The following parameters are available for setting up ArXiv papers:
--chunk_size
(integer, required): Size of text chunks for processing papers. Default is 1024.--max_results_per_request
(integer, required): Maximum number of papers to retrieve per API request. Default is 100.--init_db
(boolean, required): Whether to initialize the database. Set to "true" for first-time setup.--category
(string, required): arXiv category to search (e.g., "quant-ph" for quantum physics).--keywords
(string, required): The keywords of the arXiv paper. Multiple keywords can be specified with comma separation. (e.g., "Quantum Machine Learning, SVM").--date_range
(string, required): Date range for paper search in format "YYYYMMDD-YYYYMMDD".
Important Notes:
- The request interval is set to 5 seconds in the source code to avoid excessive load on the arXiv API.
- Unless you have a specific reason to modify this value, we recommend leaving it unchanged.
Once the database configuration is complete, you will be able to run the agentic system and begin your experiments. Please note that using the system will incur API usage costs for the LLM. Be sure to review and adjust the available runtime parameters to manage these costs effectively.
The parameter that has the most significant impact on cost is "max_trial_num", which defines the maximum number of experiment iterations. As a reference, running the system with the models and parameters described in the README results in an estimated cost of approximately $15 (1 trial $0.5).
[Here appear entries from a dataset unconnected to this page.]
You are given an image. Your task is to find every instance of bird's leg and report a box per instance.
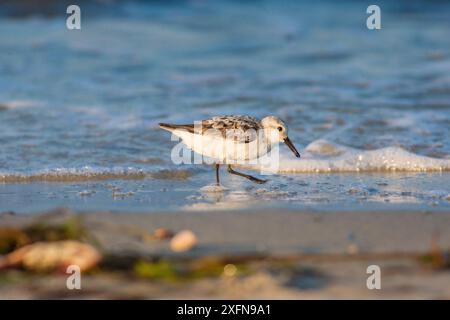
[228,165,267,184]
[216,163,220,186]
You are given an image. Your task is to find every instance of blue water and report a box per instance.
[0,1,450,212]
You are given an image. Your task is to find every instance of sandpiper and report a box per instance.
[159,115,300,185]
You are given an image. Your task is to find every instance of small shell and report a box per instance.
[170,230,198,252]
[142,228,173,241]
[2,241,101,272]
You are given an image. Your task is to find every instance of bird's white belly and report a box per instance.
[173,130,270,163]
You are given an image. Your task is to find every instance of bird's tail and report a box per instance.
[159,123,195,133]
[158,123,176,131]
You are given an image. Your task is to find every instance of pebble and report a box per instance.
[170,230,198,252]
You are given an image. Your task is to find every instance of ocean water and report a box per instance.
[0,0,450,212]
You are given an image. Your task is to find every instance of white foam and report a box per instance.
[256,140,450,173]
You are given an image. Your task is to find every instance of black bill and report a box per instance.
[284,138,300,158]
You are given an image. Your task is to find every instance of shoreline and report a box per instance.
[0,209,450,299]
[0,209,450,256]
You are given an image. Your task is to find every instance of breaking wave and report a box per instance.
[268,140,450,173]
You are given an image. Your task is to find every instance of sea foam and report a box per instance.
[253,140,450,173]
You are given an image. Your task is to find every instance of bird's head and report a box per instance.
[261,116,300,158]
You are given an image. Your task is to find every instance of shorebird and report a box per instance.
[159,115,300,185]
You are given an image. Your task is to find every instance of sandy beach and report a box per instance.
[0,209,450,299]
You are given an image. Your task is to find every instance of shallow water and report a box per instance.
[0,1,450,212]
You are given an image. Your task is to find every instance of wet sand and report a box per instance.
[0,209,450,299]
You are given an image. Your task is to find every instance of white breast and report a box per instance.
[172,130,270,164]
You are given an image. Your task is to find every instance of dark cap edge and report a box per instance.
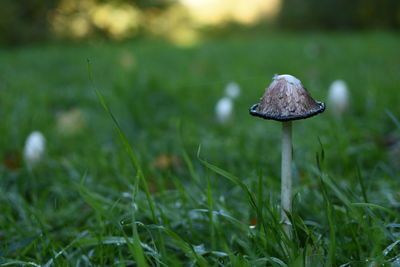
[249,102,325,121]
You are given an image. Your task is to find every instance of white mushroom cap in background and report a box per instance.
[225,82,240,99]
[24,131,46,168]
[328,80,350,115]
[215,97,233,124]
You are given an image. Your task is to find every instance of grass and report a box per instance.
[0,33,400,266]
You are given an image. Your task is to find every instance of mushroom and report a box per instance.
[250,74,325,235]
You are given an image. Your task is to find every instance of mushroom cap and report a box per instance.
[249,74,325,121]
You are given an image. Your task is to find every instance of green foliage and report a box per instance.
[0,0,60,44]
[279,0,400,29]
[0,33,400,266]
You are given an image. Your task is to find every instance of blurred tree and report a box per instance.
[0,0,59,44]
[0,0,173,44]
[278,0,400,29]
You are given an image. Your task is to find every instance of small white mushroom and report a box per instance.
[225,82,240,99]
[215,97,233,124]
[24,131,46,168]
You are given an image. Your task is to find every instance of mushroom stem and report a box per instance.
[281,121,292,236]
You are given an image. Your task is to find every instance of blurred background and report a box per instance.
[0,0,400,45]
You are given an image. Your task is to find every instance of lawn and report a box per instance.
[0,32,400,266]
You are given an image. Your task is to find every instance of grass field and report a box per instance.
[0,33,400,266]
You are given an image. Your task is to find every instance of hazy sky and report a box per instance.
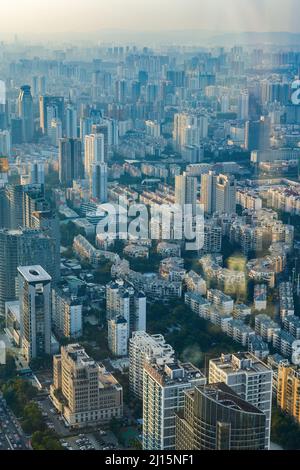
[0,0,300,34]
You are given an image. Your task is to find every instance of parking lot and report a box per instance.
[37,397,120,450]
[60,429,119,451]
[0,396,28,450]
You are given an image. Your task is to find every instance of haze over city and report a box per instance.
[0,0,300,458]
[1,0,300,35]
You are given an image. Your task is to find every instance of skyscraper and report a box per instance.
[175,173,197,213]
[91,163,107,203]
[277,364,300,423]
[201,171,236,215]
[201,171,217,215]
[238,90,249,121]
[66,104,78,139]
[143,362,206,450]
[129,331,175,400]
[30,161,45,185]
[50,344,123,428]
[84,134,105,179]
[245,116,270,152]
[0,229,58,314]
[58,139,84,187]
[216,175,236,214]
[40,95,64,134]
[18,85,34,142]
[176,383,266,450]
[209,353,273,449]
[18,266,51,362]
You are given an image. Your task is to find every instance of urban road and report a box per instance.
[0,395,29,450]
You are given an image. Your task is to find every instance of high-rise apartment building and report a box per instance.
[209,353,273,449]
[201,171,236,215]
[84,134,105,179]
[18,266,51,362]
[50,344,123,428]
[90,163,108,203]
[59,139,84,187]
[245,116,270,152]
[143,362,206,450]
[175,383,266,451]
[175,173,198,214]
[40,95,65,134]
[173,113,208,149]
[52,287,83,339]
[0,229,58,314]
[18,85,34,142]
[216,175,236,214]
[30,161,45,185]
[277,364,300,424]
[106,282,147,338]
[107,316,129,357]
[129,331,175,400]
[66,103,78,139]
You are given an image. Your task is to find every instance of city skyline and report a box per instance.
[1,0,300,35]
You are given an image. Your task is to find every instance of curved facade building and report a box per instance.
[176,383,266,450]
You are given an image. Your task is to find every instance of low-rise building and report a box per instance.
[50,344,123,428]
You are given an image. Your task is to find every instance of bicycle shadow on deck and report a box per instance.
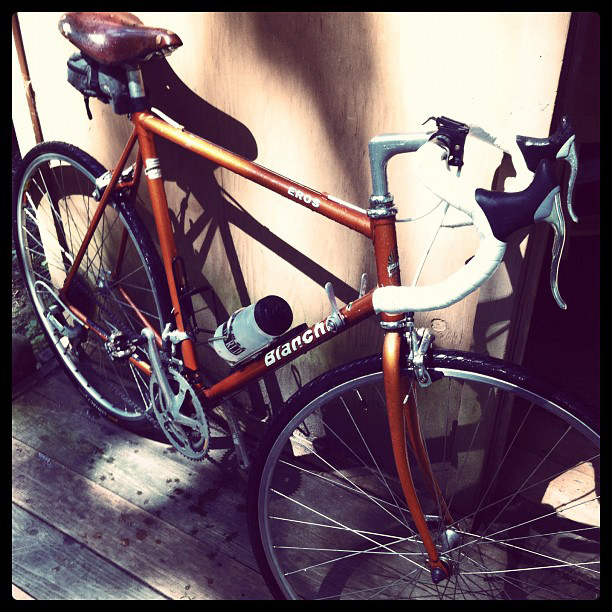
[142,59,357,416]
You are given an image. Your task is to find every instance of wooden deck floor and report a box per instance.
[12,360,270,600]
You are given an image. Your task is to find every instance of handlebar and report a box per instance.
[369,118,577,314]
# NOTE: Please make sure you are in the correct directory (astronaut/astronaut) before running any commands.
python3 main.py --model_type "quantum_kernel" --experiment_name "20250405" --desc "This is a first experiment. Parameter xx set to xx ..." --max_trial_num=30 --max_idea_num=2 --max_suggestion_num=3 --max_reflection_round=3
The following parameters are available for running experiments:
--model_type
(string, required): Name of the quantum machine learning model. Specify the model type from 'quantum_kernel'.--experiment_name
(string, required): Name of the experiment. Used for organizing results and logs.--desc
(string, required): Description of the experiment. Helps identify the purpose of the experiment.--max_trial_num
(integer, required): Maximum number of trials to run. Each trial represents a complete iteration of the experiment.--max_idea_num
(integer, required): Maximum number of ideas to generate per trial. Controls the breadth of exploration.--max_suggestion_num
(integer, required): Maximum number of suggestions to generate per idea. Controls the depth of exploration for each idea.--max_reflection_round
(integer, required): Maximum number of reflection rounds per suggestion. Controls how many times the system can refine its approach.
If you use the code in this package, please cite:
@Article{Sakka2025,
author = {Kenya Sakka and Kosuke Mitarai and Keisuke Fujii},
title = {Automating quantum feature map design via large language models},
journal = {arXiv preprint arXiv:2504.07396},
year = {2025},
month = {April},
url = {https://arxiv.org/abs/2504.07396},
note = {39 pages, 6 figures},
doi = {10.48550/arXiv.2504.07396}
}
This project is licensed under the terms specified in the LICENSE file.